Again a member of Churchill's staff, Maggie travels with him to Washington, DC for the meeting between Churchill and Roosevelt to negotiate a treaty for the US entrance into the war. The two men get along from the beginning, sharing the worries of the war in Europe and enjoying cocktails (Roosevelt) and Scotch (Churchill).
A young woman who worked for Eleanor Roosevelt is murdered and a scandal is brewing. Maggie becomes involved at Churchill's request trying to avert the bad publicity. Eleanor is also trying to get the president to intervene in the death penalty for Wendell Cotton, a fifteen-year-old black boy. There is a much darker side to the case than first appears.
John Sterling, Maggie's lover, who was spirited out of Germany while Maggie was there on a special assignment, is also part of the Churchill staff. He and Maggie intend to renew their relationship, but their assignments keep getting in the way.
The historical detail is excellent. The interactions between Churchill and Roosevelt appear to be accurate. Likewise the portrait of Eleanor Roosevelt is illuminating. The author has done a good job of bringing this critical period to life.

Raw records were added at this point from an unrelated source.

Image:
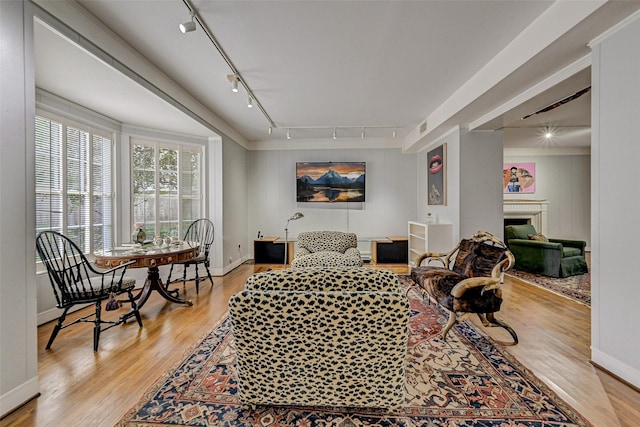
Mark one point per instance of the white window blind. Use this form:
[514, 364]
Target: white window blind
[166, 187]
[74, 183]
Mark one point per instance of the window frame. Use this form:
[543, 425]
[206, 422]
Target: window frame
[92, 131]
[181, 147]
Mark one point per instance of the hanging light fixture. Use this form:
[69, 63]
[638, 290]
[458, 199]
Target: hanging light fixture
[187, 27]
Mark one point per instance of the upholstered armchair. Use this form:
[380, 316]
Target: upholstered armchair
[467, 280]
[327, 249]
[321, 337]
[536, 253]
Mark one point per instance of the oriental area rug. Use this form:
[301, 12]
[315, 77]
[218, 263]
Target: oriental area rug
[576, 288]
[469, 380]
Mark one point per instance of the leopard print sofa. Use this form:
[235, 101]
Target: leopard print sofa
[327, 249]
[321, 337]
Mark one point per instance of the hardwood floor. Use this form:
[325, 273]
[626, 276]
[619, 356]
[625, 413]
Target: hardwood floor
[82, 388]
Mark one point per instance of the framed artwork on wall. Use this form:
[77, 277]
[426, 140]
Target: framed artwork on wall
[437, 176]
[330, 181]
[519, 178]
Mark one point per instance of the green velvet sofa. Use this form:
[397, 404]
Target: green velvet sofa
[555, 257]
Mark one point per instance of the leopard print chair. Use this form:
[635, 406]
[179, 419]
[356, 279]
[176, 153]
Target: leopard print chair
[321, 337]
[327, 249]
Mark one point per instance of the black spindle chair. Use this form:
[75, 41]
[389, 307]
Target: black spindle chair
[76, 281]
[200, 232]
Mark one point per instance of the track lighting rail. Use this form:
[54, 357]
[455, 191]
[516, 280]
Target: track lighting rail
[226, 59]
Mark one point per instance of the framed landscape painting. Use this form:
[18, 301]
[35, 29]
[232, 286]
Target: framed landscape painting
[519, 178]
[437, 176]
[330, 181]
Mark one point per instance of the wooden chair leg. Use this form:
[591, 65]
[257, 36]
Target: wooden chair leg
[206, 266]
[494, 321]
[452, 321]
[96, 327]
[197, 280]
[134, 307]
[57, 328]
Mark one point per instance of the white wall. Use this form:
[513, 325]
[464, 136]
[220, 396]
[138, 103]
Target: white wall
[565, 183]
[390, 194]
[449, 213]
[615, 208]
[480, 183]
[474, 190]
[18, 338]
[235, 206]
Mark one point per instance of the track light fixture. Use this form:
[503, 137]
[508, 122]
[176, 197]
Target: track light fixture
[233, 78]
[365, 131]
[187, 27]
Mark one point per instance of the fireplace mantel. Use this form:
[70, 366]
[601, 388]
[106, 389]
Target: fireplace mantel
[533, 210]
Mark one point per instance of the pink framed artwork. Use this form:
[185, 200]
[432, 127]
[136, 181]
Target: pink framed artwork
[519, 178]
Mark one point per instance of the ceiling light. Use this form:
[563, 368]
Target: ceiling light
[187, 27]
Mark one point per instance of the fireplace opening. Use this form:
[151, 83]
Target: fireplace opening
[516, 221]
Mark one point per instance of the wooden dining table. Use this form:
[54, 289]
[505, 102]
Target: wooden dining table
[150, 257]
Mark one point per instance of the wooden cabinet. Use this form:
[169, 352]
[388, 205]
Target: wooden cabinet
[429, 238]
[390, 250]
[270, 250]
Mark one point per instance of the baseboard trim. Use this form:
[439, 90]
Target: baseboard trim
[615, 367]
[17, 397]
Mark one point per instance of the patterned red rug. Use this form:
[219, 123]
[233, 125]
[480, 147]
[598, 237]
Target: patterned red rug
[466, 381]
[577, 288]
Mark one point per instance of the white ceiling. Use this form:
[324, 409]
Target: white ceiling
[330, 64]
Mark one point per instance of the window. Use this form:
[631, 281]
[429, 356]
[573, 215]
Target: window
[74, 183]
[166, 187]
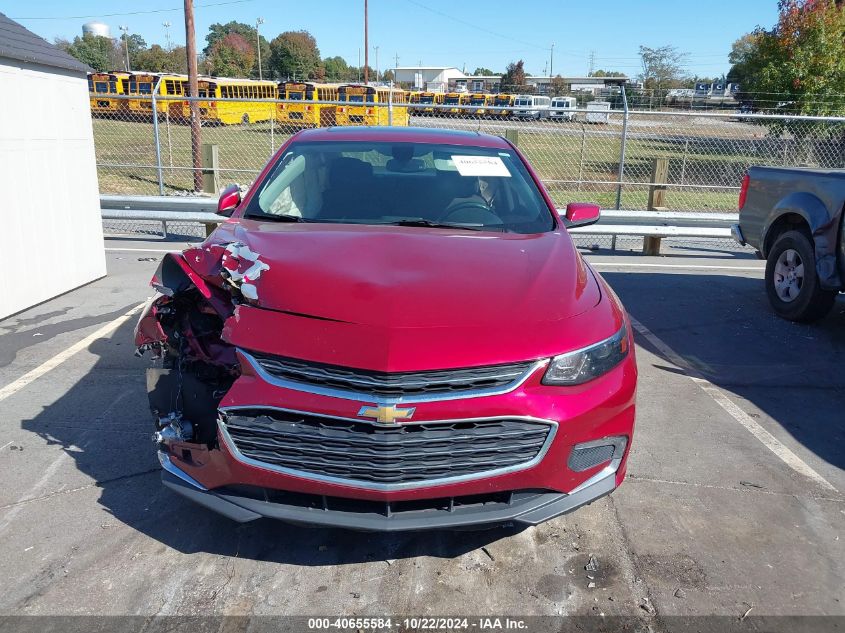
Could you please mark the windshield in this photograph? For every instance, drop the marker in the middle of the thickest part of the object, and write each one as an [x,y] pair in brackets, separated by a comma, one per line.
[415,184]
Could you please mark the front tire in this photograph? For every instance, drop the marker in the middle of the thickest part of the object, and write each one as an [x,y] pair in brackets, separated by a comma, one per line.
[792,282]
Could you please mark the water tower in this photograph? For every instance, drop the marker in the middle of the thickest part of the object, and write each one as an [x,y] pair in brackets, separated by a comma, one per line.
[96,28]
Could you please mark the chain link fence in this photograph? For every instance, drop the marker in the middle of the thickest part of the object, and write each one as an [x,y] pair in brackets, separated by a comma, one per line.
[581,154]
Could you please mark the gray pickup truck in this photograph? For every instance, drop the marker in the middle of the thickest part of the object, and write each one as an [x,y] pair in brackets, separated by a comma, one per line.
[794,218]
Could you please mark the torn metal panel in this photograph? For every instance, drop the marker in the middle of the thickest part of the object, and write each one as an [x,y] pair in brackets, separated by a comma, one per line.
[242,267]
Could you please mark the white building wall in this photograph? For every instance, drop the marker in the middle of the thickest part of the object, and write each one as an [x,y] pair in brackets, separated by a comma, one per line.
[52,234]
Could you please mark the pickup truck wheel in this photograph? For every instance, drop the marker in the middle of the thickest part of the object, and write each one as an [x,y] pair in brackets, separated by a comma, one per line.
[791,280]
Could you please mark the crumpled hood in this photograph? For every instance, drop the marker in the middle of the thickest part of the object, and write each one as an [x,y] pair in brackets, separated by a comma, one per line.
[402,277]
[407,299]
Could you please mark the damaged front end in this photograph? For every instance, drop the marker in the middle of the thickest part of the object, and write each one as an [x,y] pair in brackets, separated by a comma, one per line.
[181,329]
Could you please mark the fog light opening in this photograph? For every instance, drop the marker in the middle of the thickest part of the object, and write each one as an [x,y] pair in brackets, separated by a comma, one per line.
[579,458]
[587,455]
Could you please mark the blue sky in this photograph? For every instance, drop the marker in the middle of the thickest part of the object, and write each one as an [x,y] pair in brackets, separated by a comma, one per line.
[487,33]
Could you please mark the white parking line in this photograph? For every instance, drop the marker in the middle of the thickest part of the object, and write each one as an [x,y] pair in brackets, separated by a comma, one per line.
[144,250]
[679,266]
[58,359]
[768,440]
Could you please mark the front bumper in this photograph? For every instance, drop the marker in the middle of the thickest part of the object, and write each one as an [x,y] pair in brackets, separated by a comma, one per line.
[524,508]
[244,486]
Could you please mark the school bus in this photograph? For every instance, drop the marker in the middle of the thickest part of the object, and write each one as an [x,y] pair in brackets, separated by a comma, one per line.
[454,102]
[502,101]
[477,104]
[103,87]
[429,99]
[233,112]
[307,111]
[368,105]
[141,86]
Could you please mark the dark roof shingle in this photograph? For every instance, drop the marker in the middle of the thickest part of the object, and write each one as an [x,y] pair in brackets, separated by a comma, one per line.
[20,44]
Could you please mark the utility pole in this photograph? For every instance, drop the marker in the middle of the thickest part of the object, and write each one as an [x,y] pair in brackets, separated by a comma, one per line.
[125,30]
[193,91]
[376,47]
[366,48]
[258,23]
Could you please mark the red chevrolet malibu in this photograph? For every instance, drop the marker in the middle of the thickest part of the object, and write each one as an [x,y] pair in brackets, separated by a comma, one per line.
[391,331]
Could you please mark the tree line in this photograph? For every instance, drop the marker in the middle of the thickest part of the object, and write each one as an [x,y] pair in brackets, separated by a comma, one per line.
[232,50]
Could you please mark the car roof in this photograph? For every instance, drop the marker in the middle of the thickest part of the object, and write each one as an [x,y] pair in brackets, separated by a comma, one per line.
[388,134]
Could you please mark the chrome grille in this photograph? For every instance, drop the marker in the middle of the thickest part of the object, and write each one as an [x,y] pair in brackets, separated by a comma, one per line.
[386,456]
[397,384]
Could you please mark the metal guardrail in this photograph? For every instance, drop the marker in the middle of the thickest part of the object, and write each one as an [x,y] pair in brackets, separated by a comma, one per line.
[650,224]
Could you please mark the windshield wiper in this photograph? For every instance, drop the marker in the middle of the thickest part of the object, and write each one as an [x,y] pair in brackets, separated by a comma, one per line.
[284,217]
[438,225]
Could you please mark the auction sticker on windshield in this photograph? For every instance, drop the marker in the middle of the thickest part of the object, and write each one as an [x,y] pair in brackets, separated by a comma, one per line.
[480,166]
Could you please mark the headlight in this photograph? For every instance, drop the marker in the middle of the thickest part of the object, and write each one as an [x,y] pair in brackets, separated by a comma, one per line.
[591,362]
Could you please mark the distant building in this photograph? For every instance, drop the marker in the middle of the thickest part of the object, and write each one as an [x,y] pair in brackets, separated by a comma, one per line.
[434,78]
[483,83]
[593,85]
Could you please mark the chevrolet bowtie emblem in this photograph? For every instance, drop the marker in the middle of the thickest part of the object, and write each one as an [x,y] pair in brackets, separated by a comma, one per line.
[384,414]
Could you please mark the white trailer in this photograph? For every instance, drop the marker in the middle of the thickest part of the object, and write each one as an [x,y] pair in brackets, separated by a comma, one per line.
[598,112]
[563,108]
[531,107]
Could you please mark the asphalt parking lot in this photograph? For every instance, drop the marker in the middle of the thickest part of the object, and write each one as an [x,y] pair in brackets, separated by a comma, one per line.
[734,503]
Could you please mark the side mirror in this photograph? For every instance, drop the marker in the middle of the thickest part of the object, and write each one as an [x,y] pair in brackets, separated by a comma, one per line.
[229,200]
[581,214]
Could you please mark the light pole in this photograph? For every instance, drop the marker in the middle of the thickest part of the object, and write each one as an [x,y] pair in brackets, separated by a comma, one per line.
[258,23]
[125,30]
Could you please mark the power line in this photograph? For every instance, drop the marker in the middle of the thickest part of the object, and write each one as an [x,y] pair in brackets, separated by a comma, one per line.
[112,15]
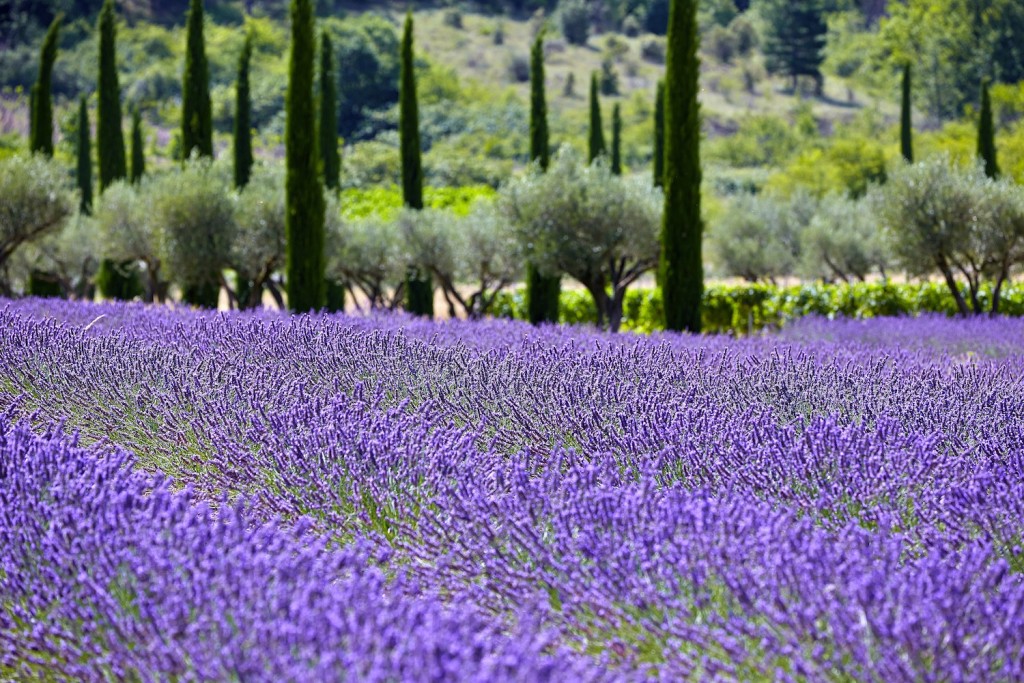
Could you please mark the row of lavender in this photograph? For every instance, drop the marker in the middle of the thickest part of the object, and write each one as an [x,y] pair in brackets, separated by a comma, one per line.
[394,499]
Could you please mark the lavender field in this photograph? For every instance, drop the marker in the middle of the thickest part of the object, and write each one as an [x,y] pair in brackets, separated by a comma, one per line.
[260,498]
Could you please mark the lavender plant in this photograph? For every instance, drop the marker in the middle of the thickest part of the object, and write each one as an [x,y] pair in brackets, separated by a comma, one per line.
[391,498]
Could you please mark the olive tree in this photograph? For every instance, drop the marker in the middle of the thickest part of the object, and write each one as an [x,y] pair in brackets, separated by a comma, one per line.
[488,258]
[66,258]
[472,258]
[842,241]
[938,216]
[257,250]
[196,212]
[1000,233]
[129,231]
[759,237]
[583,220]
[35,199]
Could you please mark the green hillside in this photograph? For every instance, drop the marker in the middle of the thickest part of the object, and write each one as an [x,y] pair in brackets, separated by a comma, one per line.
[473,76]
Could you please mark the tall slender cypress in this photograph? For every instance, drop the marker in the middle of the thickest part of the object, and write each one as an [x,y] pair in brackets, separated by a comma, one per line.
[543,290]
[539,142]
[304,195]
[680,267]
[243,147]
[986,134]
[110,136]
[905,123]
[197,118]
[595,146]
[83,169]
[329,118]
[42,107]
[658,165]
[616,139]
[137,147]
[419,285]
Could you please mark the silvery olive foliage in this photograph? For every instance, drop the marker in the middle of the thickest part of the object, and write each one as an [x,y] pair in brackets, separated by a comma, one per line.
[129,230]
[258,248]
[758,237]
[195,209]
[67,256]
[583,220]
[367,255]
[472,258]
[488,257]
[939,216]
[35,199]
[843,242]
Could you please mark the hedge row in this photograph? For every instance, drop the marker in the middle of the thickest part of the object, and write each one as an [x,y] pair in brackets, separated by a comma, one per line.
[740,309]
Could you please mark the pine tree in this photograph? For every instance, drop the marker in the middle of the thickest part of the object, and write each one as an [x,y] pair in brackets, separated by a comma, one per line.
[84,153]
[42,108]
[905,123]
[197,118]
[596,141]
[110,136]
[419,285]
[137,148]
[304,195]
[681,268]
[795,39]
[616,139]
[543,291]
[659,135]
[986,134]
[329,118]
[243,147]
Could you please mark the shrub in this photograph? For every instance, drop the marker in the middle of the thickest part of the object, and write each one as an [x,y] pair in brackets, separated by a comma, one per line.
[842,241]
[35,200]
[583,220]
[196,212]
[257,249]
[129,232]
[758,238]
[955,220]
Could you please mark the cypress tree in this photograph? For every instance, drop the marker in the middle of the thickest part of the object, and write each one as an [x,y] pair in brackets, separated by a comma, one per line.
[243,147]
[137,150]
[616,140]
[542,291]
[42,108]
[596,142]
[419,287]
[681,268]
[905,124]
[304,195]
[539,143]
[659,135]
[33,93]
[110,137]
[329,118]
[197,122]
[986,134]
[84,153]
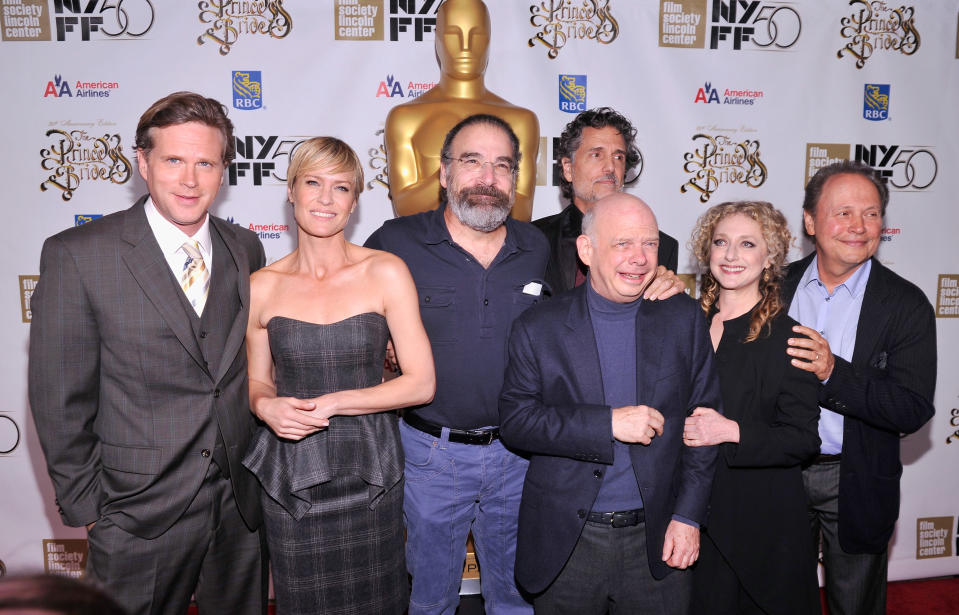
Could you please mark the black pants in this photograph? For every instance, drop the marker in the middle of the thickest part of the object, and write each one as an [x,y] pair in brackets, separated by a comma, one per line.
[608,572]
[209,550]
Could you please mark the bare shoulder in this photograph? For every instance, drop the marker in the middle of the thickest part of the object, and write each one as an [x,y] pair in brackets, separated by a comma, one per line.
[381,264]
[266,280]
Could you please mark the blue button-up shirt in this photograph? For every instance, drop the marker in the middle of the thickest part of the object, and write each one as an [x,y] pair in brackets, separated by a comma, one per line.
[467,309]
[836,316]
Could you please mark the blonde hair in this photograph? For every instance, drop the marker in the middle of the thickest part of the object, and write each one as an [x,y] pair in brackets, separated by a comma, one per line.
[775,232]
[328,153]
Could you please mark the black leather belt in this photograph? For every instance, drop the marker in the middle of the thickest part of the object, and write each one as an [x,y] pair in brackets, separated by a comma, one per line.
[623,518]
[822,458]
[460,436]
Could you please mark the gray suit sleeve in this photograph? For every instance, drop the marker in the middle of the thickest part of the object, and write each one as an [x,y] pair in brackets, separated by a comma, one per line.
[64,383]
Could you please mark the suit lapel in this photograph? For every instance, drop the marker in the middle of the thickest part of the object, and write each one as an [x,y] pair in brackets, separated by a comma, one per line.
[649,349]
[239,260]
[581,349]
[149,268]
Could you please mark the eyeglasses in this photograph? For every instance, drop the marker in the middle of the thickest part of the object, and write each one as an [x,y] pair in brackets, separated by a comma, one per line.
[474,165]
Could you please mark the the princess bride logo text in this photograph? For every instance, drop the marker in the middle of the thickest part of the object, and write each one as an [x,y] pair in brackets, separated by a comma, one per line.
[230,19]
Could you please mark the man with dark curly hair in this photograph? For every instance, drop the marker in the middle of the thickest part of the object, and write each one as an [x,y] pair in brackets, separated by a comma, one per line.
[597,150]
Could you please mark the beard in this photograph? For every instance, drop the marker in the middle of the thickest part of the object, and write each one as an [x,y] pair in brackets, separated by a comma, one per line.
[482,215]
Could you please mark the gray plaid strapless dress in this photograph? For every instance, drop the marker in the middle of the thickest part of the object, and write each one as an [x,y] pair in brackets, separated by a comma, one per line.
[333,501]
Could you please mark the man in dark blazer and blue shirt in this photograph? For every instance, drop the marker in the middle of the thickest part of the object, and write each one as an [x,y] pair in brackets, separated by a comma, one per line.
[598,387]
[138,378]
[596,152]
[871,341]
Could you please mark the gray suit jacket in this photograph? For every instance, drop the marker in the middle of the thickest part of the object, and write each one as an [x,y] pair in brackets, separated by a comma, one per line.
[127,409]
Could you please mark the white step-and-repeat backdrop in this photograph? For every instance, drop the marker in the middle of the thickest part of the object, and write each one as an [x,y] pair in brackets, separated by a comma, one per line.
[733,99]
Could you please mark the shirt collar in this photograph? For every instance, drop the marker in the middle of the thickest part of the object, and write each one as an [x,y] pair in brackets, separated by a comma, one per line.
[855,284]
[170,237]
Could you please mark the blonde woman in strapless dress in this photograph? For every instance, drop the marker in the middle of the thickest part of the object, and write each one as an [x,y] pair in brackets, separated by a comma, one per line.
[327,451]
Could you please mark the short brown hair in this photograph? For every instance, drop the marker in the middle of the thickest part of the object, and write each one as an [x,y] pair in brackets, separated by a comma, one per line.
[183,107]
[325,153]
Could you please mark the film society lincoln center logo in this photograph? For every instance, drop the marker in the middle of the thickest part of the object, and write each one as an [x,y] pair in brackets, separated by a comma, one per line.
[947,296]
[933,537]
[371,20]
[729,24]
[905,168]
[65,556]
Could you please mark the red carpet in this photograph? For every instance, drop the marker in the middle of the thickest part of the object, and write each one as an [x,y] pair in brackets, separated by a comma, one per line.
[924,597]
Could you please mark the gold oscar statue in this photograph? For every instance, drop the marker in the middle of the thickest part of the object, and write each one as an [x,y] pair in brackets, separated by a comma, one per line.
[415,130]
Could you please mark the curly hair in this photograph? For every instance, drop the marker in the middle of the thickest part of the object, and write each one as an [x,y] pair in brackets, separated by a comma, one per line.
[775,232]
[572,137]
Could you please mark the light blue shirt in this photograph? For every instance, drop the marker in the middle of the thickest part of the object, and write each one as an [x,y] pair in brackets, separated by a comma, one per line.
[836,317]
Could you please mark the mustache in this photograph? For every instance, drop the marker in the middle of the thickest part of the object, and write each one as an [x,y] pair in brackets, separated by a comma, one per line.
[483,190]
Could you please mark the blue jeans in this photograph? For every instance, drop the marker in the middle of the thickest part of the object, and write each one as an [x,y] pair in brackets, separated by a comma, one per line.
[451,487]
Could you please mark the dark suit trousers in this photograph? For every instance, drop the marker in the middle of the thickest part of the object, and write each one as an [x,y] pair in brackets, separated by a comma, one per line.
[855,582]
[608,573]
[208,550]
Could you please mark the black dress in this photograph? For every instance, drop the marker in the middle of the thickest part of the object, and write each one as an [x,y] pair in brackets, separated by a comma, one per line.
[757,539]
[333,501]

It isn't necessary to read the other books in the series to enjoy this one, but it helps. The characters have a great deal of past history that motivates them. Although the author brings in some of the past, I think it's better to have read about it.
The mystery is intriguing, but for me, it took second place to the view of the main characters. If you enjoy a WWII story combined with a mystery, you'll enjoy this book. I think it's the best Maggie Hopeso far.
I reviewed this book for Net Galley.